The solution needed to be able not only to pick up the gloves, but also open them and position them properly for users. Therefore, the firm chose a swivel arm system and vacuum technology. The vacuum is applied to one side of each glove, enabling the machine to pick it up. The glove is then positioned so that another vacuum from the other side opens it. The gloves are presented to an opening in the dispenser, and users can slide their hands into the machine and into the gloves.

After numerous iterations, the finished product leverages 3D printing for manufacturing, along with waterjet, laser-cutting and computer numeric control machining. Materials include aluminum, stainless steel and acrylic, and the process requires RFID technology to prompt the action. Users must first acquire an RFID-enabled card, the encoded unique ID number of which the system's firmware uses to authorize individuals to access the gloves. To sign into the system, a user would present the card, which contains a 13.56 MHz HF RFID chip compliant with ISO 15693.

The reader at the front of the dispenser captures each tag ID, and users are invited to use the touch screen to enter their information. As those new to the machine input their data, such as the size of gloves they wear and their name, the system links that size with their card ID. From that point forward, they then can use the device touch-free. Each time they acquire new gloves, they first tap the ID badge near the reader, then use a gel dispenser at the front of the machine to sanitize their hands. The reader identifies them, determines the glove size they require and presents the opened gloves inside the apparatus. This process is carried out twice—once for each glove.

The company says the system can reduce glove waste, thereby decreasing a hospital's trash stream and saving money. "This machine is going to help reduce the waste," Shafran says, adding that most importantly, it solves contamination issues. For instance, manually putting on gloves will always require some touching of the gloves' exterior, and if a person's hands are not properly sanitized, infections can result.
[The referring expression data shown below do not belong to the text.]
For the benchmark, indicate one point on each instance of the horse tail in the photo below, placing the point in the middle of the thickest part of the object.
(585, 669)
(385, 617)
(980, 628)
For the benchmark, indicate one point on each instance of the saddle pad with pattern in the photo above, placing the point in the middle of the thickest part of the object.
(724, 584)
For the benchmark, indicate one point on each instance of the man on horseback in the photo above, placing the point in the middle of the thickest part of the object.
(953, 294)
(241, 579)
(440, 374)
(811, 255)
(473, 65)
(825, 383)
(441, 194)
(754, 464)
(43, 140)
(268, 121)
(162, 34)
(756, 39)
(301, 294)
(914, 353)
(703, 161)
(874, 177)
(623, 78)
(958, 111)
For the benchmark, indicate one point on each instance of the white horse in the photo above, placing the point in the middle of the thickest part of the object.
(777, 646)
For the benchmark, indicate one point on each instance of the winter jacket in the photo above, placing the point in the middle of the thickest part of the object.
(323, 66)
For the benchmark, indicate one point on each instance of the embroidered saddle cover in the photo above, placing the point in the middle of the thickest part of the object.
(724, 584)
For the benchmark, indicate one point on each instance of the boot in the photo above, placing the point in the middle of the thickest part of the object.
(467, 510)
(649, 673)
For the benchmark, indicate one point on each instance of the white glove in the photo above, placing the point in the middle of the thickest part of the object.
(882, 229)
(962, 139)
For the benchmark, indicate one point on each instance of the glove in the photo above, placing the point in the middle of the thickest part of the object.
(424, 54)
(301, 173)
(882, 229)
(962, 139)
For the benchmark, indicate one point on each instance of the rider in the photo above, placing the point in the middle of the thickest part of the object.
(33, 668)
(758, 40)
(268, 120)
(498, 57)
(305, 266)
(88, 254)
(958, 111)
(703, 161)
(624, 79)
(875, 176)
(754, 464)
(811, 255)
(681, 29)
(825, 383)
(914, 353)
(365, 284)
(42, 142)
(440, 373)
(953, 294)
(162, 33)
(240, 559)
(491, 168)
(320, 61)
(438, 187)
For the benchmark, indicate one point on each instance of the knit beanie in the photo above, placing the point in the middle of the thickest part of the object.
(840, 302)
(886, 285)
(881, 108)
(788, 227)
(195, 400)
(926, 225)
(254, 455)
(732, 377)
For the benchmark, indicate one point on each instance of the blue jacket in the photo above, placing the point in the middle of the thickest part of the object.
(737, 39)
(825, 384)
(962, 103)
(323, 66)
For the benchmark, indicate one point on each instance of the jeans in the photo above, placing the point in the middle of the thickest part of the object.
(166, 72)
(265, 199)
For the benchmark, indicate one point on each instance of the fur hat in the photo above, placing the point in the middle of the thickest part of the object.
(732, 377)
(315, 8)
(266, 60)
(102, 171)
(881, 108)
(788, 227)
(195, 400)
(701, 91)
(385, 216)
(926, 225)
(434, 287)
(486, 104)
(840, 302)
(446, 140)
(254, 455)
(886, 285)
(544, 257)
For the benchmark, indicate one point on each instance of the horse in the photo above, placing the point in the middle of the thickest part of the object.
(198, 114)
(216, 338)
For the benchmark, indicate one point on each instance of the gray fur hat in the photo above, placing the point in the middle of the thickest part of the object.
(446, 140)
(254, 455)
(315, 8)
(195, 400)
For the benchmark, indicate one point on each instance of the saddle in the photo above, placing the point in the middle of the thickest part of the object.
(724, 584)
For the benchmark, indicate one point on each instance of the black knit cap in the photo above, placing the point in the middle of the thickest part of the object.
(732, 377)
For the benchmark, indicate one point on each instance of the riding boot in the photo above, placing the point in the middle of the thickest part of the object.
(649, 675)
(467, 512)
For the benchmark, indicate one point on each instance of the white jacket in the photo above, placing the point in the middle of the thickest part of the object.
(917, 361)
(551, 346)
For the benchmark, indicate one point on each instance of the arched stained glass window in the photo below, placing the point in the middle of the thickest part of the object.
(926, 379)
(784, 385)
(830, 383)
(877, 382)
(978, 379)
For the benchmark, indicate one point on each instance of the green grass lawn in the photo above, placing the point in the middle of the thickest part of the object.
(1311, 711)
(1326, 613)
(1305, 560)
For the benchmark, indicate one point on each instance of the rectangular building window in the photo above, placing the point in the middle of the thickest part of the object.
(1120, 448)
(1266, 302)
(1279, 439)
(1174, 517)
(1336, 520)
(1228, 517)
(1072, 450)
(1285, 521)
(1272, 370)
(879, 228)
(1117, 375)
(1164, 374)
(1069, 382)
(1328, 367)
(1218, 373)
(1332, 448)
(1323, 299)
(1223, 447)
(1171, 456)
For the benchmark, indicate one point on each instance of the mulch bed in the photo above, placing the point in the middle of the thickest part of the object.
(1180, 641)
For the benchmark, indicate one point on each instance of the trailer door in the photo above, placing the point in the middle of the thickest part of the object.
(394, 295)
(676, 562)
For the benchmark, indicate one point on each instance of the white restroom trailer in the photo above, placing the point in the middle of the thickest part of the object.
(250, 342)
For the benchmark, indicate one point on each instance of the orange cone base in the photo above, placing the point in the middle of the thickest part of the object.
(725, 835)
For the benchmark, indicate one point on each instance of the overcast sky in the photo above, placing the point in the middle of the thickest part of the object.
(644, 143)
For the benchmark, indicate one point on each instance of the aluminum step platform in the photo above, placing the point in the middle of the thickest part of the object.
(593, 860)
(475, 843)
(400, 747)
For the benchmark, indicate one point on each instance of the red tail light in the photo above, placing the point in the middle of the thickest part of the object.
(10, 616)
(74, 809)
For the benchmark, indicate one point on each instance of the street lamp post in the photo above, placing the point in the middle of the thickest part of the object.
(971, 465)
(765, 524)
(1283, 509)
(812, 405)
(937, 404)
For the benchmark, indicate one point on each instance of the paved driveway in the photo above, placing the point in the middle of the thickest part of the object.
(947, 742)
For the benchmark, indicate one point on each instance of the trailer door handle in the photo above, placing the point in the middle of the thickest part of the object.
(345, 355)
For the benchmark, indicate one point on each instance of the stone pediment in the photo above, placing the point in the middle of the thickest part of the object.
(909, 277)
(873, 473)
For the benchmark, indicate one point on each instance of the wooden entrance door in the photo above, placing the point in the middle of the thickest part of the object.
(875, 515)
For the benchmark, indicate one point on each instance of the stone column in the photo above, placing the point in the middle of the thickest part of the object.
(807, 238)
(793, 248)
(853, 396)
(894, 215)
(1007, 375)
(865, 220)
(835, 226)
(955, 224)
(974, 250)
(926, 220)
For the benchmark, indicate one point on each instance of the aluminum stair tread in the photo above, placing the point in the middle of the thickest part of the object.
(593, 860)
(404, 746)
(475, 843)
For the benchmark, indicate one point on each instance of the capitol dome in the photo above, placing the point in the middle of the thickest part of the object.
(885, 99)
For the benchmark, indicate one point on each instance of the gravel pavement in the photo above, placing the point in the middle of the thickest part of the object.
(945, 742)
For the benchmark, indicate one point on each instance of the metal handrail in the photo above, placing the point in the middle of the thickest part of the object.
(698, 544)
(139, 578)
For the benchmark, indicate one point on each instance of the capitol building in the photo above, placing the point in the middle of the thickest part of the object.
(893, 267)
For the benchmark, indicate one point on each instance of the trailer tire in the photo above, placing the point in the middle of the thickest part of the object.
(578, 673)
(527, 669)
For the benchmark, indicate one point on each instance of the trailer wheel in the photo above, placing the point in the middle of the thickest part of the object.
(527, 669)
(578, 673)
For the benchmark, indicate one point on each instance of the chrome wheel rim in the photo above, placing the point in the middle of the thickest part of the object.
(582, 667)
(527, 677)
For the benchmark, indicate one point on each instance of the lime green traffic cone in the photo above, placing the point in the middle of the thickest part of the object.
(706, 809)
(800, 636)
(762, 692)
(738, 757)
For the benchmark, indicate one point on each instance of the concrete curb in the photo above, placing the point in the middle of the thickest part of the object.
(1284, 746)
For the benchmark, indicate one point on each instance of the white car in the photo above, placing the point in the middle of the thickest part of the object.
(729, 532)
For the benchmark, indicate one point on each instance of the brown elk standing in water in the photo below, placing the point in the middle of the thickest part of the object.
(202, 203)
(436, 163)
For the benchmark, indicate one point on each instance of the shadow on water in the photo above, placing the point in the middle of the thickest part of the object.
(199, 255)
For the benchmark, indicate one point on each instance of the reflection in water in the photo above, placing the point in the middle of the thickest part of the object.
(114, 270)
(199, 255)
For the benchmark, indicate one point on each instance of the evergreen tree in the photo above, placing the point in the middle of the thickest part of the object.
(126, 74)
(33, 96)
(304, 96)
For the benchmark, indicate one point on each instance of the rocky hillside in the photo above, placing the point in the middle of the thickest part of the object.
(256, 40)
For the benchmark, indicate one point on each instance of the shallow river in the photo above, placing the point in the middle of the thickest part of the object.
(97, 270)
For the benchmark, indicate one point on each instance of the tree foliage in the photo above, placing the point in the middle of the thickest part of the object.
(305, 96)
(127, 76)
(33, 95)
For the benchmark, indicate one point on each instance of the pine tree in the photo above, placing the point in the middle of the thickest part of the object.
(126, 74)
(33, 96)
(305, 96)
The dispenser data can be captured and stored in a cloud-based server for analytics purposes, Shafran reports. For instance, Texas Medical Technology provides a dashboard to receive, store and analyze the collected RFID tag-read data. By reading each tag ID and linking that information to the individual who owns the RFID card, along with the time, place and date, companies can track the usage of gloves according to size, time or shift. That data can help businesses better manage inventory levels based on usage, as well as determine when individuals may need further training to ensure they are using gloves at proper frequencies.

The company is currently working on other sanitized glove solutions, Shafran says, which include printing a QR code on gloves dispensed to users. With artificial intelligence-based cameras deployed at specific locations, the system thus knows that a glove was used, and even which glove, for surgery or other purposes. "We've been working day and night to make it happen," Shafran states. With the release of the iNitrile machine, the company says it has had numerous requests from healthcare companies. "This is the first product I've seen where we don't have to go to customers—the customers are coming to us."